Najpierw marszałek Senatu Tomasz Grodzki, potem wicemarszałek Sejmu Piotr Zgorzelski (PSL), wreszcie poseł PO Robert Kropiwnicki przedstawili - choć różnymi słowami - ten sam polityczny plan opozycji.
Porządkując fakty wyłania się nam następujący scenariusz.
Najpierw doprowadzenie do politycznego przesilenia wskutek odrzucenia w Sejmie Krajowego Planu Odbudowy. By to osiągnąć, wielu z nich gotowych jest głosować przeciwko pomimo deklarowanej miłości do Brukseli i pomimo niezwykle korzystnego wymiaru finansowego, wywalczonego przez premiera Mateusza Morawieckiego w Brukseli. A może właśnie z tego względu, bo jest oczywiste, że kto będzie dzielił te niemal 800 miliardów złotych, które mają przypaść Polsce do 2027 roku, może przekuć to na polityczny i sondażowy sukces.
Krok drugi, to w zamyśle opozycji przeciągnięcie na swoją stronę części Zjednoczonej Prawicy - i tu oczywiście myśli wędrują ku Jarosławowi Gowinowi, którego ostatnia konwencja była podkreślaniem różnic ze Zjednoczoną Prawicą, a niektóre hasła były żywcem skopiowane od pana Hołowni („przyjazny rozdział Kościoła od państwa”).
Trzecim elementem ma być - co wynika z poprzedniego punktu - techniczny rząd opozycji, techniczny marszałek Sejmu i następnie wybory na jesieni.
Nie pokłócimy się [o to, kto będzie premierem technicznym - red.]. To będzie krótki rząd, który będzie miał przygotować wybory, na kilka miesięcy, maksymalnie pół roku. Nie będzie miało większego znaczenia, kto będzie premierem
— mówił wspomniany poseł Kropiwnicki jednoznacznie sugerując, że jeżeli ceną będzie premierostwo dla Gowina, opozycja na to pójdzie.
Zgoda, że będzie to dla niej bez większego znaczenia. Prawdziwe żerowisko zacznie się później, wtedy, gdy wdroży zapowiadaną tylekroć faktyczną likwidację wielu części państwa polskiego, od CBA, TVP przez IPN po urzędy wojewódzkie i gdy zacznie wyprzedawać nieliczne wielkie polskie przedsiębiorstwa.

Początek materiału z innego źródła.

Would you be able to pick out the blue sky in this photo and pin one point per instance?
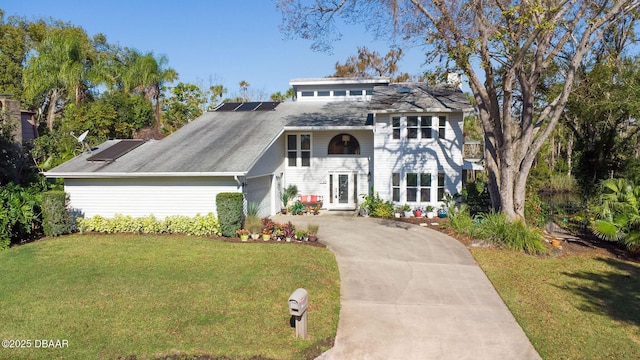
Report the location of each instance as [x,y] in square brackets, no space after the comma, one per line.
[212,41]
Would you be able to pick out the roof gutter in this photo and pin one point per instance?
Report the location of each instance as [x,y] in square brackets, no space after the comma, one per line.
[112,175]
[327,128]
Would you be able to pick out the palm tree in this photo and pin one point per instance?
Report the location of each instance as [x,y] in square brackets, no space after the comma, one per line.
[217,91]
[618,214]
[146,75]
[244,86]
[60,70]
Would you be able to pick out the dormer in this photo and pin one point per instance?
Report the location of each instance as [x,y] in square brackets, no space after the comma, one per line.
[336,89]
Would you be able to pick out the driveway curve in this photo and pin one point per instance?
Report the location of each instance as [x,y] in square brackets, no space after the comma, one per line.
[410,292]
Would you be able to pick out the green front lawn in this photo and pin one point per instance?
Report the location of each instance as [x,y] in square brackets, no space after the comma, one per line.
[574,307]
[150,296]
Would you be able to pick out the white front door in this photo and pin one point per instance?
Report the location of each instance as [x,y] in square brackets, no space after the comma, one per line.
[342,190]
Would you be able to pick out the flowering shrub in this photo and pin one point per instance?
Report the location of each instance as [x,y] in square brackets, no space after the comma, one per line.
[198,225]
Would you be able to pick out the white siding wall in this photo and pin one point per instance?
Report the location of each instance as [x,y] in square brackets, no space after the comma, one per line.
[314,180]
[271,162]
[259,191]
[418,156]
[142,197]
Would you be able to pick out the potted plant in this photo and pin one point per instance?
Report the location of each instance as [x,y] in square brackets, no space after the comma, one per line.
[429,209]
[289,231]
[267,229]
[288,194]
[244,234]
[254,225]
[298,208]
[301,234]
[278,231]
[285,200]
[312,230]
[406,209]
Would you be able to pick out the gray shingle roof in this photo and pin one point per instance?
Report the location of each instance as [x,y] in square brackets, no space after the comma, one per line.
[216,142]
[229,142]
[406,97]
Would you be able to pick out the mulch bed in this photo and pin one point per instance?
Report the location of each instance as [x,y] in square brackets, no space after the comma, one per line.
[577,243]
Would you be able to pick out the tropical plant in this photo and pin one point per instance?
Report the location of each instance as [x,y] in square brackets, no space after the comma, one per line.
[618,213]
[312,229]
[253,224]
[298,208]
[287,194]
[59,71]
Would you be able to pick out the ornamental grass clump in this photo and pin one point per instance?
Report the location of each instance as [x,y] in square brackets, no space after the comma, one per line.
[515,235]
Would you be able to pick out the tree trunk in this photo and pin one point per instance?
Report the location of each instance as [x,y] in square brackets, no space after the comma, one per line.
[54,96]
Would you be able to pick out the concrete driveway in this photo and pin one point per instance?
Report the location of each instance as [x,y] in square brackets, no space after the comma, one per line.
[409,292]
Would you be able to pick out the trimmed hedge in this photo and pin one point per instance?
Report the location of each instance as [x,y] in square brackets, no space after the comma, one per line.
[230,212]
[199,225]
[55,214]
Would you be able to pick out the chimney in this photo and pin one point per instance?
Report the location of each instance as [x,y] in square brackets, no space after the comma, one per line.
[453,79]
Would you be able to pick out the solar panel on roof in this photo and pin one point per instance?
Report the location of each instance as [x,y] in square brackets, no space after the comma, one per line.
[267,106]
[117,150]
[247,106]
[228,106]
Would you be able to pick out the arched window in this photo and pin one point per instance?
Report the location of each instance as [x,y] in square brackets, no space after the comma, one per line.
[344,144]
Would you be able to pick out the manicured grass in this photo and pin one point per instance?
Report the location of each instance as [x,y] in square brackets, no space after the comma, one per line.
[149,296]
[574,307]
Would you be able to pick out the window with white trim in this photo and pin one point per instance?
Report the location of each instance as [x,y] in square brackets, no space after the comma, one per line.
[412,187]
[305,149]
[395,126]
[442,124]
[299,146]
[425,187]
[441,186]
[412,127]
[426,127]
[292,150]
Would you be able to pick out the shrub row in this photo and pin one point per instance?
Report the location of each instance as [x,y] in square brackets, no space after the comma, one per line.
[19,214]
[496,228]
[199,225]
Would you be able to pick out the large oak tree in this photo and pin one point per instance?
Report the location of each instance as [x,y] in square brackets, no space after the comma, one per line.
[505,48]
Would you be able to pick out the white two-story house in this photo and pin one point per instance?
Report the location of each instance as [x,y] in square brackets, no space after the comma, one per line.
[340,139]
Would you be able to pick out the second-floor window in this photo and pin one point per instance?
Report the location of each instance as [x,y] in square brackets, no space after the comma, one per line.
[395,126]
[299,147]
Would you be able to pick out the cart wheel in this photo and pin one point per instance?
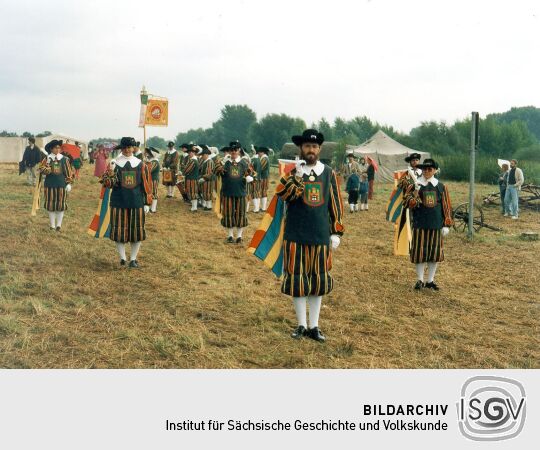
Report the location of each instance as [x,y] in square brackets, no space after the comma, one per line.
[461,218]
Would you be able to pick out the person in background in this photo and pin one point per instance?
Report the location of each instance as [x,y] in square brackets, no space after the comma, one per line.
[31,158]
[429,202]
[350,167]
[77,162]
[513,186]
[100,156]
[503,180]
[371,178]
[363,192]
[352,188]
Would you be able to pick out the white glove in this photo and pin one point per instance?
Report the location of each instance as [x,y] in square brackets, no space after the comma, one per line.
[334,241]
[299,164]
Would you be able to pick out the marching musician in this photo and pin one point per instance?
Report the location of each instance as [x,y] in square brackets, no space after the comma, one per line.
[170,168]
[313,227]
[131,197]
[58,178]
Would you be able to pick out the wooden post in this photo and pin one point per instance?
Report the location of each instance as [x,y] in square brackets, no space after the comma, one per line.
[474,146]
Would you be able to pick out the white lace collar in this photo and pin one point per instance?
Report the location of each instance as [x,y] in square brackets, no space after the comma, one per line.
[422,181]
[318,168]
[121,161]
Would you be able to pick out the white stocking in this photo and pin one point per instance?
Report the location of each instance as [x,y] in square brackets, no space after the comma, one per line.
[121,247]
[314,310]
[420,267]
[135,246]
[300,309]
[432,268]
[59,218]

O likwidacji ambicji - bo wszystko jest już przcież w Niemczech - i programów prorodzinnych nie wspominam.
Mamy więc paradoksalną sytuację: operacja wywrócenia rządu, której nie chce minister Zbigniew Ziobro, będzie możliwa dzięki odmowie wsparcia przez jego formację, Solidarną Polskę, dla Krajowego Programu Odbudowy. A największym beneficjentem tej sytuacji może być kto inny - Jarosław Gowin, będący ideowo na drugim biegunie ZP.
Sam Gowin jednak powinien sobie zdawać sprawę, że zostanie przez opozycję wyłącznie użyty. Po rozbiciu Zjednoczonej prawicy wszelkie z nim uzgodnienia, wszystkie złożone mu obietnice nie będą miały już wagi. Także te zaspokajające premierowskie ambicje. Takich liderów małych formacji jest tam tylu, że nie będzie potrzebny ani godziny dłużej.
Co więcej, i Ziobro i Gowin powinni pamiętać, że sondaże nie dają im większych szans na samodzielne wejście do Sejmu. Będą więc skazani na koalicje tak niewygodne, tak egzotyczne, że ze wzruszeniem będą wspominali wygodne i rozsądne wdzianko obecnej.
Panowie powinni dostrzec to, co dla zewnętrznego obserwatora jest oczywiste: że szukając podmiotowości, i nawet mając pewne argumenty dla poparcia swoich tez, znaleźli się w grze w której są traktowani czysto przedmiotowo.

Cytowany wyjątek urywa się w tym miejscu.